All across Britain, those who seek to raise funds for vital causes scramble for royal endorsement. It is not that these charities are besotted by the monarchy but that the royals make money for them. The prince himself is shamelessly willing to pick the pockets of the good and the rich–and, in his self- deprecatory and half-apologetic way, is remarkably good at it. As an ambassador for Britain, he attracts modest crowds but is regarded as a serious star by the Foreign Office, the Ministry of Defense and British business. In the Persian Gulf particularly, he is probably more important to Britain than any other single individual. He shines, but he shines modestly.

Then there are the bread-and-butter duties of the royal family that must test their enthusiasm for duty to the limit. When a ““royal’’ opens a new school or hospital laboratory or arts center, it is done without fanfare, but it is no less valuable for that. There must be millions of people in this country, directly or indirectly, who believe themselves to have benefited from this low-key utilitarianism and who are quite certain that no commoner could do it so well. It is right to focus now on the unique ability of the Princess of Wales to reach out and touch the world, but wrong to imply that no other member of the royal family can bring a light into blighted lives. Away from the lime- light, the prince, too, sends flowers, writes the most touching letters of condolence, sits at the bedside of those who are dying.

When the queen addressed the nation last week, and when Prince Charles and his sons mixed with grieving crowds, the royal family not only signaled its understanding of the public mood but its readiness to shift with it. And although Buckingham Palace is arthritic with protocol, the queen and her advisers (stuffy as some of them are) showed themselves to be far more adaptable than was widely supposed. But adaptability is a form of damage limitation; it is not a strategy.

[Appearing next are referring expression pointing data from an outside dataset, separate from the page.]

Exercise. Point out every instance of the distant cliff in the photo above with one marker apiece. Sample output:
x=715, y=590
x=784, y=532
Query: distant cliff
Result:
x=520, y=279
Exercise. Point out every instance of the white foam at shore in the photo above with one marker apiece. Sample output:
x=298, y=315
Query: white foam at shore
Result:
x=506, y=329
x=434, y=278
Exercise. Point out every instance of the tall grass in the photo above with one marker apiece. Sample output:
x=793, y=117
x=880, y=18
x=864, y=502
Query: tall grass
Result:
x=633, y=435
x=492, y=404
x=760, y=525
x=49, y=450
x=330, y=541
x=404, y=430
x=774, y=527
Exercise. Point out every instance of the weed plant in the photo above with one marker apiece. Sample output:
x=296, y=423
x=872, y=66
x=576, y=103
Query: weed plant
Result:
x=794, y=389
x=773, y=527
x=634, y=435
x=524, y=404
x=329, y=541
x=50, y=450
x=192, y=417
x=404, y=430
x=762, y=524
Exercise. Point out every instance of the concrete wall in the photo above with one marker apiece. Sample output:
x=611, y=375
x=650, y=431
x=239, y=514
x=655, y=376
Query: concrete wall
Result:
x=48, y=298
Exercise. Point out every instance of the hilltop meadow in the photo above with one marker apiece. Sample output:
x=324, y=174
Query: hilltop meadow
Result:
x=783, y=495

Now is the time for reflection rather than a sudden lurch. Of course, the royal family cannot retreat behind the castle walls and pull up the drawbridge. Once this trauma is past, they must think ahead. For a start, they can put the small things right. As the union flag at half-mast reminds us, small things matter. There should be a ruthless audit of palace protocol. Which of the monarchy’s customs and ceremonies really add to modern majesty? And which of them are mere fustian flummery? There should be a full reappraisal of the way in which the royal family is deployed. Do they come into close enough contact often enough, and in the right places, with the ““ordinary people’’ of Britain? Do their holidays need to be quite so long? Do they need quite so great a retinue to furnish the material needs? None of these questions are susceptible to glib answers, and some of them are already being discreetly addressed. But the internal debate about them should be more transparent and should involve a wider circle of constructive wisdom than Buckingham Palace yet seems willing to contemplate. A People’s Monarchy has to be a Listening Monarchy.

These are pressing issues but not matters for panic. For now, let Diana rest in peace. Let those who are left to pick up the pieces–the grandmother, the father and the two children–be granted respect and kindness. And–in the spirit of this moment, why shy away from the term?–a little of our love as well.